Gen. Lander is dead.  He was wounded at Edwards Ferry some months ago but has been almost constantly engaged since not giving himself time to get well.  He was the bravest of the brave, perfectly reckless of personal danger.  His patriotism was the leading impulse of his life.  All true men will mourn his loss.

Peggy's comments:
Here is an article which appeared in Harper's Weekly about General Lander after his death.

Friday, March 2, 2012

Sabbath, March 2, 1862

Very stormy.  The whole earth covered with a coating of ice, every branch and twig is encased in the same which with the innumerable little icicles pendant therefrom give to tree and shrub a strange appearance.  The rain freezes as fast as it falls.  
Mr.
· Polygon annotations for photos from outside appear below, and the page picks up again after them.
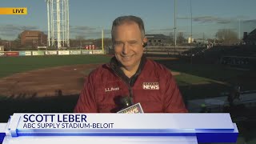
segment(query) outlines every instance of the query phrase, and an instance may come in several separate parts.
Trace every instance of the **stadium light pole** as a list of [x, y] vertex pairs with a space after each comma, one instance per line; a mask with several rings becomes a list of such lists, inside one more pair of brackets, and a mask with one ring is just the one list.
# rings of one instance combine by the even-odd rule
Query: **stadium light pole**
[[176, 55], [176, 0], [174, 0], [174, 55]]
[[[191, 31], [190, 31], [190, 35], [191, 35], [191, 39], [192, 39], [192, 0], [190, 0], [190, 17], [191, 17], [191, 21], [190, 21], [190, 26], [191, 26]], [[193, 53], [192, 53], [192, 42], [190, 42], [190, 51], [191, 51], [191, 58], [190, 58], [190, 64], [192, 64], [192, 57], [193, 57]]]

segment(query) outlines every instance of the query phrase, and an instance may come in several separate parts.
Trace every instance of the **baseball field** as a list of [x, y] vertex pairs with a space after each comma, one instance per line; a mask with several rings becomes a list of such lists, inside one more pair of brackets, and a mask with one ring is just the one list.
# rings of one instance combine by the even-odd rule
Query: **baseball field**
[[[84, 78], [111, 57], [0, 57], [0, 122], [7, 122], [9, 116], [17, 112], [72, 112]], [[171, 70], [186, 101], [219, 97], [235, 84], [240, 85], [242, 90], [255, 87], [255, 70], [179, 58], [149, 58]]]

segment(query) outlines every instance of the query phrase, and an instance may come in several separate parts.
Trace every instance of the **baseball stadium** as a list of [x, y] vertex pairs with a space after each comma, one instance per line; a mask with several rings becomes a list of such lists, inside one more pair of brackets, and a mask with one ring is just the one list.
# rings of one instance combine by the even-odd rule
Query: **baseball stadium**
[[[53, 1], [46, 0], [47, 34], [25, 30], [12, 42], [0, 38], [0, 122], [14, 113], [73, 113], [86, 78], [114, 56], [103, 30], [97, 38], [70, 38], [68, 2], [58, 15]], [[170, 70], [190, 113], [230, 113], [237, 144], [256, 143], [256, 27], [240, 39], [218, 38], [226, 31], [218, 32], [194, 39], [191, 20], [187, 38], [146, 34], [144, 55]]]

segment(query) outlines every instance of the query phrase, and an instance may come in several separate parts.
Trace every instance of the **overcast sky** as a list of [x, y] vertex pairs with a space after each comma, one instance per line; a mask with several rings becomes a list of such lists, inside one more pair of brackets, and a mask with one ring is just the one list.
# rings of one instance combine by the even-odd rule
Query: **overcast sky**
[[[192, 32], [195, 38], [214, 38], [219, 29], [232, 29], [240, 36], [256, 28], [255, 0], [191, 0]], [[45, 0], [1, 0], [1, 7], [27, 7], [27, 15], [0, 15], [0, 38], [14, 39], [24, 30], [47, 34]], [[113, 20], [136, 15], [146, 34], [169, 35], [174, 28], [174, 0], [70, 0], [70, 38], [110, 37]], [[177, 30], [191, 32], [190, 0], [177, 0]]]

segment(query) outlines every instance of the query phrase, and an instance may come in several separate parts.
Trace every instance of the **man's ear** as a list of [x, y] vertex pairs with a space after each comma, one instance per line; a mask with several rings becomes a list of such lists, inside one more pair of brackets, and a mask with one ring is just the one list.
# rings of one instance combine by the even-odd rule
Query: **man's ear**
[[147, 38], [146, 37], [144, 37], [143, 42], [142, 42], [142, 46], [146, 47], [146, 45], [147, 45]]

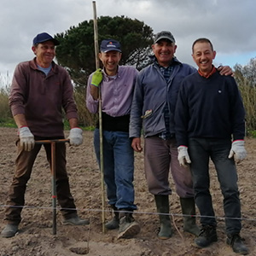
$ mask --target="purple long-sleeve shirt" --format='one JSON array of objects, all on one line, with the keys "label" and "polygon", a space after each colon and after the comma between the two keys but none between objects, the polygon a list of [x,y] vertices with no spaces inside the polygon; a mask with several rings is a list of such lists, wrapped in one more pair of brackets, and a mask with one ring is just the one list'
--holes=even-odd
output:
[{"label": "purple long-sleeve shirt", "polygon": [[[112,78],[103,71],[101,84],[102,112],[112,117],[130,114],[136,77],[138,71],[131,66],[119,66],[116,77]],[[88,79],[86,106],[90,113],[98,112],[99,102],[90,95],[91,73]]]}]

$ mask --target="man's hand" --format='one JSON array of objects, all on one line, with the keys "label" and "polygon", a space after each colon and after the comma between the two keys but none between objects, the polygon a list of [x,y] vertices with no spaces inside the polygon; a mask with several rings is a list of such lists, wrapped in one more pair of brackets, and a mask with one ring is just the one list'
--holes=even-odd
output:
[{"label": "man's hand", "polygon": [[191,160],[188,153],[188,148],[185,146],[179,146],[177,148],[177,160],[179,165],[183,167],[188,167],[191,164]]},{"label": "man's hand", "polygon": [[71,129],[67,138],[71,146],[81,145],[83,143],[83,130],[80,128]]},{"label": "man's hand", "polygon": [[218,70],[222,76],[234,76],[233,70],[230,66],[219,66]]},{"label": "man's hand", "polygon": [[25,151],[31,151],[35,146],[34,136],[27,126],[21,126],[19,129],[20,143]]},{"label": "man's hand", "polygon": [[232,143],[229,158],[234,157],[236,163],[240,163],[247,156],[247,151],[244,148],[244,140],[235,141]]},{"label": "man's hand", "polygon": [[143,148],[141,144],[141,138],[140,137],[134,137],[131,142],[131,148],[136,152],[142,152]]},{"label": "man's hand", "polygon": [[99,87],[103,79],[102,69],[98,68],[92,75],[91,84]]}]

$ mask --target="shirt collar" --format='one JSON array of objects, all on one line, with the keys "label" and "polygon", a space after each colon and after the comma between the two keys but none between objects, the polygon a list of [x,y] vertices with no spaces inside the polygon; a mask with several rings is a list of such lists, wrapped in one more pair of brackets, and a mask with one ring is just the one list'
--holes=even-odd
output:
[{"label": "shirt collar", "polygon": [[202,76],[203,78],[206,78],[206,79],[210,78],[216,71],[217,71],[217,70],[216,70],[216,67],[215,67],[213,65],[212,65],[212,71],[211,71],[208,74],[207,74],[207,75],[203,74],[203,73],[198,69],[199,74],[200,74],[201,76]]}]

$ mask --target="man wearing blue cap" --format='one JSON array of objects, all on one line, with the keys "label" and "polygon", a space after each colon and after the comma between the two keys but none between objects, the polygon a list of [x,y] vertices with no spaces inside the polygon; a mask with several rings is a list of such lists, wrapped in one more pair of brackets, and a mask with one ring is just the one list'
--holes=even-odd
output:
[{"label": "man wearing blue cap", "polygon": [[[183,78],[196,69],[180,62],[174,55],[173,35],[162,31],[155,35],[152,64],[137,75],[131,110],[130,137],[132,148],[142,152],[144,135],[145,174],[149,192],[154,195],[160,213],[160,239],[172,236],[169,216],[169,173],[172,172],[183,214],[183,230],[199,236],[196,225],[192,177],[189,168],[180,166],[175,135],[174,113],[179,86]],[[229,67],[220,73],[231,74]]]},{"label": "man wearing blue cap", "polygon": [[[58,44],[59,42],[49,34],[38,34],[32,47],[36,57],[18,64],[14,73],[9,106],[19,129],[16,143],[18,156],[7,201],[9,207],[5,211],[7,225],[1,233],[3,237],[14,236],[18,231],[26,183],[42,146],[36,144],[35,141],[64,138],[62,108],[71,127],[70,144],[79,146],[83,143],[82,130],[78,127],[71,79],[67,72],[53,61],[55,45]],[[44,146],[50,163],[50,144]],[[56,143],[55,156],[56,193],[62,208],[63,224],[88,224],[88,220],[79,218],[70,192],[64,143]]]},{"label": "man wearing blue cap", "polygon": [[[86,106],[96,113],[99,109],[99,85],[102,103],[104,180],[108,204],[114,217],[106,228],[119,228],[118,238],[134,236],[140,231],[134,220],[134,153],[129,138],[130,111],[137,71],[133,67],[119,66],[121,59],[120,44],[113,39],[101,44],[99,58],[103,69],[90,74],[87,84]],[[98,125],[95,130],[94,144],[100,163]]]}]

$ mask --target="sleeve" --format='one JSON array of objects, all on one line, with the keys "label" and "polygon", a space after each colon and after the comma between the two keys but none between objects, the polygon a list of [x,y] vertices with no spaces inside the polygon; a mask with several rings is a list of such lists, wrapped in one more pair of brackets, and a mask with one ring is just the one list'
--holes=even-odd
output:
[{"label": "sleeve", "polygon": [[9,104],[13,116],[18,113],[25,114],[25,104],[27,100],[26,73],[20,64],[15,67],[9,98]]},{"label": "sleeve", "polygon": [[245,109],[238,86],[232,77],[227,77],[230,79],[230,88],[231,90],[231,125],[233,130],[233,139],[241,140],[245,137]]},{"label": "sleeve", "polygon": [[131,108],[130,137],[140,137],[143,126],[143,73],[139,73],[136,79],[134,94]]},{"label": "sleeve", "polygon": [[[187,89],[187,90],[186,90]],[[181,84],[181,87],[178,92],[174,121],[175,121],[175,135],[177,143],[177,147],[187,146],[188,147],[188,127],[189,127],[189,106],[188,106],[188,88],[186,88],[186,83],[183,80]]]},{"label": "sleeve", "polygon": [[99,101],[94,100],[91,94],[90,94],[90,86],[93,86],[90,84],[92,79],[92,73],[89,76],[88,81],[87,81],[87,88],[86,88],[86,107],[88,110],[92,113],[96,113],[98,112],[99,108]]}]

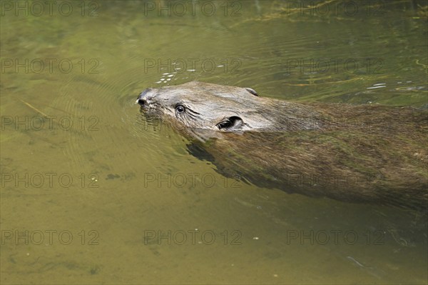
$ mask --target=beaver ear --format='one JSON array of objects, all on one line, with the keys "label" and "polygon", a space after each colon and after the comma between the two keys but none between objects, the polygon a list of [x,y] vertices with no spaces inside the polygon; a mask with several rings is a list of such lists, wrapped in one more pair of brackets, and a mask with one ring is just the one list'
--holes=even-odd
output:
[{"label": "beaver ear", "polygon": [[232,116],[224,119],[215,126],[220,131],[233,131],[240,129],[243,124],[243,119],[237,116]]},{"label": "beaver ear", "polygon": [[248,87],[245,87],[245,89],[247,90],[248,92],[251,93],[253,95],[258,96],[258,94],[257,94],[255,90],[252,89],[251,88],[248,88]]}]

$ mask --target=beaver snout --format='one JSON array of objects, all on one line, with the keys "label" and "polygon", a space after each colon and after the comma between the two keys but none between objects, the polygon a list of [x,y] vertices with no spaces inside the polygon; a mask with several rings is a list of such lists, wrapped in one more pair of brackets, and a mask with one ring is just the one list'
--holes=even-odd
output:
[{"label": "beaver snout", "polygon": [[137,101],[136,103],[140,104],[141,106],[147,106],[148,103],[147,101],[146,94],[151,91],[151,88],[148,88],[144,90],[141,94],[138,96]]},{"label": "beaver snout", "polygon": [[144,98],[141,97],[137,99],[137,103],[140,104],[140,106],[141,106],[142,107],[145,106],[147,106],[148,104],[147,101]]}]

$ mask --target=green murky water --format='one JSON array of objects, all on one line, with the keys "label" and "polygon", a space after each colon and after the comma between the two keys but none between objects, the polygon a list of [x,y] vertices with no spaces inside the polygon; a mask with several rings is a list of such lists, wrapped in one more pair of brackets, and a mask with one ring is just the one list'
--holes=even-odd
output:
[{"label": "green murky water", "polygon": [[226,179],[133,104],[426,106],[427,1],[43,3],[1,2],[2,284],[427,284],[426,216]]}]

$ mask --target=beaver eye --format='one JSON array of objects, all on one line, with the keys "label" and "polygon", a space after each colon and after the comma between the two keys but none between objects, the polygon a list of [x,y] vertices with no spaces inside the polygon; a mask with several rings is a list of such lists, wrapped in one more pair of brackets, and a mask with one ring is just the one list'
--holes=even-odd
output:
[{"label": "beaver eye", "polygon": [[175,106],[175,110],[178,113],[183,113],[184,111],[184,106],[183,106],[183,105],[177,105],[177,106]]}]

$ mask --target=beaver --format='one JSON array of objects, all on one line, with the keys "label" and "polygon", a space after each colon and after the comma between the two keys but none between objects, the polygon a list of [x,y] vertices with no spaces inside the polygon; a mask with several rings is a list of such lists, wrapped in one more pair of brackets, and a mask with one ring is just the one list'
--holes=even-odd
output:
[{"label": "beaver", "polygon": [[198,81],[146,89],[136,103],[190,139],[189,152],[203,154],[226,176],[289,193],[427,209],[426,109],[300,104]]}]

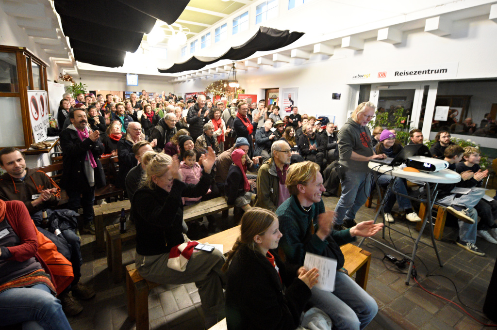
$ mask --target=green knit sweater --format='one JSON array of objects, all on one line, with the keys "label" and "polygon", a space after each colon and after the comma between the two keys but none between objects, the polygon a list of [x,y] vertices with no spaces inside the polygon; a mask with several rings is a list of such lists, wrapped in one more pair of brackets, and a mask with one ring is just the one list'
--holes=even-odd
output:
[{"label": "green knit sweater", "polygon": [[[340,246],[355,241],[355,238],[351,237],[350,230],[346,229],[333,230],[326,240],[321,240],[316,232],[318,229],[318,217],[324,212],[325,204],[322,199],[313,204],[307,213],[299,207],[295,195],[283,202],[276,210],[280,231],[283,234],[279,246],[288,262],[303,264],[306,252],[310,252],[336,259],[336,269],[343,266],[344,259]],[[311,224],[314,227],[314,234],[311,234]]]}]

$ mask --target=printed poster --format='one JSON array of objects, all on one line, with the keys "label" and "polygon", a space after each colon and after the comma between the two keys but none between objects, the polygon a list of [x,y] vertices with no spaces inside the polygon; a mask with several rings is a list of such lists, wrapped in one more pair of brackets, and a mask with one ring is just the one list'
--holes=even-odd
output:
[{"label": "printed poster", "polygon": [[35,143],[47,139],[47,129],[50,127],[48,119],[48,99],[44,90],[28,90],[28,102],[29,119]]},{"label": "printed poster", "polygon": [[285,109],[285,112],[291,112],[294,106],[297,105],[299,88],[282,88],[283,94],[283,103],[282,107]]}]

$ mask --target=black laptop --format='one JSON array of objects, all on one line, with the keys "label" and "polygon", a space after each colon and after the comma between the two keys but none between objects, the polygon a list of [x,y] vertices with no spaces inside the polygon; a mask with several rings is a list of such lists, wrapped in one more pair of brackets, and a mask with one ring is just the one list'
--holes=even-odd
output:
[{"label": "black laptop", "polygon": [[422,145],[422,143],[408,144],[401,150],[395,158],[389,157],[384,159],[371,159],[371,161],[391,166],[399,165],[410,157],[415,155]]}]

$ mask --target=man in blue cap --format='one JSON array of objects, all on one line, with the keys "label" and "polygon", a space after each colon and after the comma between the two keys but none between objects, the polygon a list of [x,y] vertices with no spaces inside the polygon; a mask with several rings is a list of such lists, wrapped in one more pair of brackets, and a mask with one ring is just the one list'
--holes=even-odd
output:
[{"label": "man in blue cap", "polygon": [[[228,171],[230,169],[230,166],[231,165],[233,161],[231,159],[231,153],[235,149],[241,149],[245,152],[247,154],[248,151],[248,141],[245,137],[239,137],[237,139],[235,143],[235,145],[231,147],[227,150],[225,150],[216,160],[216,176],[214,179],[216,183],[220,190],[223,189],[224,191],[224,183],[226,181],[226,177],[228,176]],[[259,159],[260,156],[254,157],[251,159],[247,158],[247,172],[256,172],[259,166]],[[247,173],[247,179],[250,184],[255,185],[255,180],[257,176],[254,174]],[[252,184],[253,183],[253,184]]]}]

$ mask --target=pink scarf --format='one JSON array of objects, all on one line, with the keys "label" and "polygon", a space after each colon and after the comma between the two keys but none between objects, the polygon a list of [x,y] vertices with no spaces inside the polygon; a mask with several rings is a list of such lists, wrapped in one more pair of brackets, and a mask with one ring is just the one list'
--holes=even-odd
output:
[{"label": "pink scarf", "polygon": [[[78,129],[76,129],[76,132],[78,132],[78,136],[80,137],[82,141],[85,138],[87,138],[89,136],[89,134],[88,133],[88,128],[85,128],[84,131],[80,131]],[[93,154],[90,151],[86,151],[86,158],[84,160],[89,160],[90,165],[93,168],[96,167],[96,163],[95,162],[95,159],[93,157]]]}]

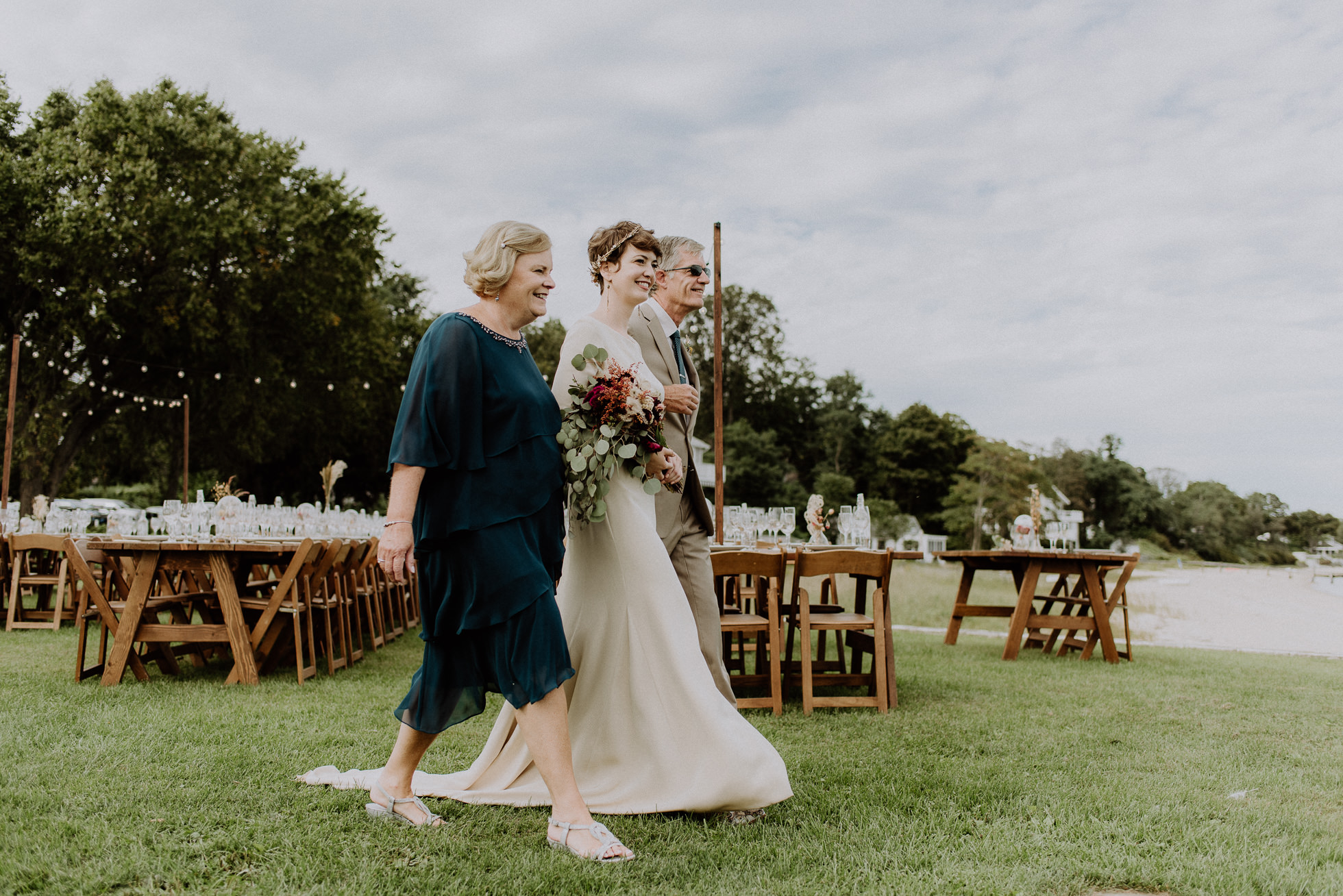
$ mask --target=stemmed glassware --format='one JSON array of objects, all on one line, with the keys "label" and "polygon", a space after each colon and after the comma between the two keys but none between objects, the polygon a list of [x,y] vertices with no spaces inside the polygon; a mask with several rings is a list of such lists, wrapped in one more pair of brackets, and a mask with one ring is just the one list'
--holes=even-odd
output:
[{"label": "stemmed glassware", "polygon": [[853,508],[847,504],[839,506],[839,544],[850,544],[853,537]]},{"label": "stemmed glassware", "polygon": [[858,536],[858,545],[864,548],[872,547],[872,510],[868,505],[862,502],[862,496],[858,496],[858,505],[853,509],[853,528],[854,535]]}]

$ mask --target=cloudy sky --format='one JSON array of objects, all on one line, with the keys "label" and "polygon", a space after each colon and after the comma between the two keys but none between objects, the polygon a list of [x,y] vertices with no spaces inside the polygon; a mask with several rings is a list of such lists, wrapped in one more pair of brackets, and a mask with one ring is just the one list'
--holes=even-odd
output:
[{"label": "cloudy sky", "polygon": [[26,107],[168,75],[387,216],[432,306],[501,218],[561,320],[622,218],[874,399],[1343,514],[1336,0],[0,1]]}]

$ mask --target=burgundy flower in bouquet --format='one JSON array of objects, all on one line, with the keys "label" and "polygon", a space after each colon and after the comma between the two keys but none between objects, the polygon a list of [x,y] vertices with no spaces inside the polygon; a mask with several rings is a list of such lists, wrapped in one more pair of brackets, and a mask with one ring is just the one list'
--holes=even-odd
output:
[{"label": "burgundy flower in bouquet", "polygon": [[604,348],[587,345],[571,363],[582,372],[569,386],[573,403],[555,438],[564,447],[573,519],[606,520],[606,496],[618,467],[643,482],[649,494],[662,488],[680,492],[680,485],[663,485],[646,470],[649,458],[662,450],[662,399],[631,368],[610,360]]}]

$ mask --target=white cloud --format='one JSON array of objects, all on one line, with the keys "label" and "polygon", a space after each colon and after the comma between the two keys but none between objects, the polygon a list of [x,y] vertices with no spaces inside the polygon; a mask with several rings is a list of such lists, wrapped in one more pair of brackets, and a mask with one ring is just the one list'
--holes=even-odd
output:
[{"label": "white cloud", "polygon": [[706,242],[888,407],[1343,512],[1343,20],[1328,3],[51,3],[31,106],[171,75],[302,138],[465,301],[498,218],[557,240],[563,318],[618,218]]}]

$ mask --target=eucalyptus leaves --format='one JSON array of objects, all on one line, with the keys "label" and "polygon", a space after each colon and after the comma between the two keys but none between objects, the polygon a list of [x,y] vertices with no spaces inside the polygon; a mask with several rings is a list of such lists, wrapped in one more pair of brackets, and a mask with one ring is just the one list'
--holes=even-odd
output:
[{"label": "eucalyptus leaves", "polygon": [[623,469],[657,494],[662,484],[646,472],[662,450],[662,399],[643,388],[634,371],[610,360],[604,348],[586,345],[569,361],[579,371],[569,386],[556,441],[564,447],[569,513],[576,523],[606,521],[611,478]]}]

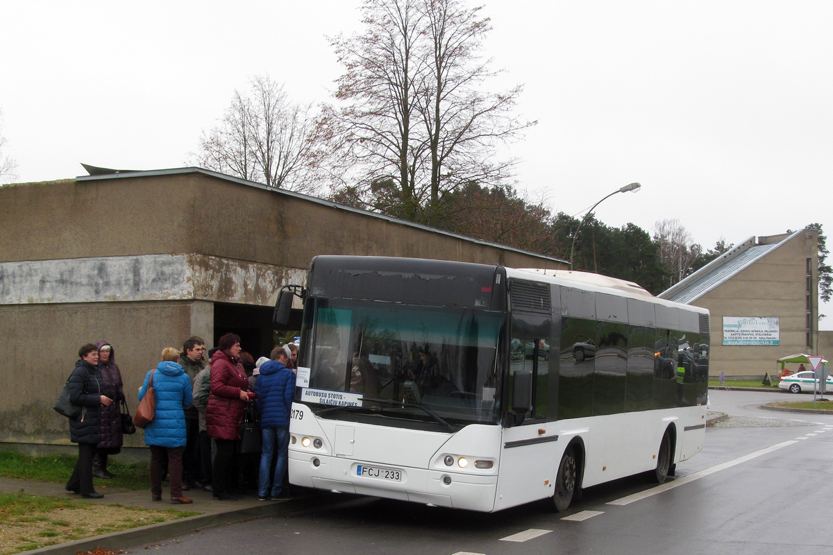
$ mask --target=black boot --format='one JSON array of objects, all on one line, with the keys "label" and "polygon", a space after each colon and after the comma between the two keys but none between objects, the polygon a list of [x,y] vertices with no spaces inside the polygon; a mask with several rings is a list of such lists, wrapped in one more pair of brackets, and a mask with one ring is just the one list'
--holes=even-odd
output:
[{"label": "black boot", "polygon": [[107,468],[107,455],[97,452],[92,455],[92,475],[109,480],[112,476],[104,470],[105,468]]}]

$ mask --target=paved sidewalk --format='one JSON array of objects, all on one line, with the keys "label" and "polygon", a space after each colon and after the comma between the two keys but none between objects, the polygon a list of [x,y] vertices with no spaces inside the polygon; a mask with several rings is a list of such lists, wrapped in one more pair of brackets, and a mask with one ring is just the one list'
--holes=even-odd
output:
[{"label": "paved sidewalk", "polygon": [[[719,422],[725,418],[726,418],[726,414],[712,411],[709,411],[706,415],[706,420],[710,424]],[[317,492],[295,486],[293,487],[295,497],[290,501],[258,501],[257,497],[253,494],[247,495],[238,501],[217,501],[212,497],[210,492],[191,490],[183,492],[183,493],[186,497],[193,499],[193,503],[171,505],[170,500],[167,497],[166,488],[162,488],[162,500],[154,503],[151,501],[149,487],[147,489],[131,491],[102,486],[106,486],[106,484],[97,481],[97,491],[104,494],[103,498],[84,499],[84,501],[100,505],[118,504],[144,508],[199,511],[202,514],[41,548],[27,552],[27,555],[38,555],[40,553],[75,555],[77,552],[87,552],[96,548],[102,548],[110,551],[127,550],[142,543],[181,536],[208,526],[282,514],[296,510],[302,505],[304,508],[312,508],[320,504],[331,503],[332,500],[332,496],[326,492]],[[0,492],[81,499],[80,495],[66,491],[62,483],[19,480],[11,478],[0,478]]]},{"label": "paved sidewalk", "polygon": [[[74,542],[58,543],[57,545],[41,548],[40,549],[27,551],[26,553],[27,554],[75,555],[79,551],[83,553],[91,551],[96,548],[102,548],[110,551],[127,550],[129,548],[139,546],[142,543],[157,542],[167,538],[180,536],[208,526],[216,526],[217,524],[288,513],[298,508],[301,502],[303,503],[305,507],[314,507],[322,503],[327,503],[330,498],[326,493],[319,493],[312,490],[293,487],[292,493],[295,497],[289,501],[258,501],[257,495],[253,494],[247,495],[238,501],[217,501],[212,497],[210,492],[191,490],[184,492],[184,494],[188,498],[193,499],[193,503],[172,505],[170,504],[170,499],[165,495],[167,492],[164,488],[163,490],[165,491],[162,493],[162,500],[154,503],[151,501],[150,488],[138,491],[130,491],[114,488],[102,488],[100,483],[97,483],[96,485],[96,490],[100,493],[103,493],[104,498],[102,499],[83,499],[83,501],[99,505],[118,504],[142,507],[144,508],[173,508],[182,511],[199,511],[202,514],[157,523],[156,524],[149,524],[121,532],[113,532],[108,534],[95,536],[94,538],[75,540]],[[63,488],[62,483],[19,480],[12,478],[0,478],[0,492],[82,500],[80,495],[66,491]]]}]

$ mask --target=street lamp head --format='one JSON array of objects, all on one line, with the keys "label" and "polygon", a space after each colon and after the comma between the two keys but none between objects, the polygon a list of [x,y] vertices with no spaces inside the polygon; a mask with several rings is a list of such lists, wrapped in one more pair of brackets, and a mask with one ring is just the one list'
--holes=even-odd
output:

Scott who spent last night at Mr. Briggs' came here and the storm continuing so as to prevent assembling at the meeting house, he spent the day here.  He is very anti-slavery.  I told him that I thought that the time had come when the honor of God's name required that He should show whether He was for slavery or against it, and I believed He would do it.  Mr. Scott thought that was saying a little too much.  I told him I could understand why God for two centuries should not interfere while the church and all Christian people when they spoke at all said it was a sin.  Our own Presbyterian church in 1818 said it was a sin and should be abolished.  But now the Southern Church claim that it is a Bible institution, ordained of God and we are to regard the slave trade abhorred by civilized man as a great missionary operation, and slavery as a school to bring Africans under the influence of the Gospel.  They say that God has placed slavery among them and they are doing the best they can with it, indeed are serving God with it.  If that is Christian doctrine then I have read my Bible in vain. The Southern Church has apostatized from the faith.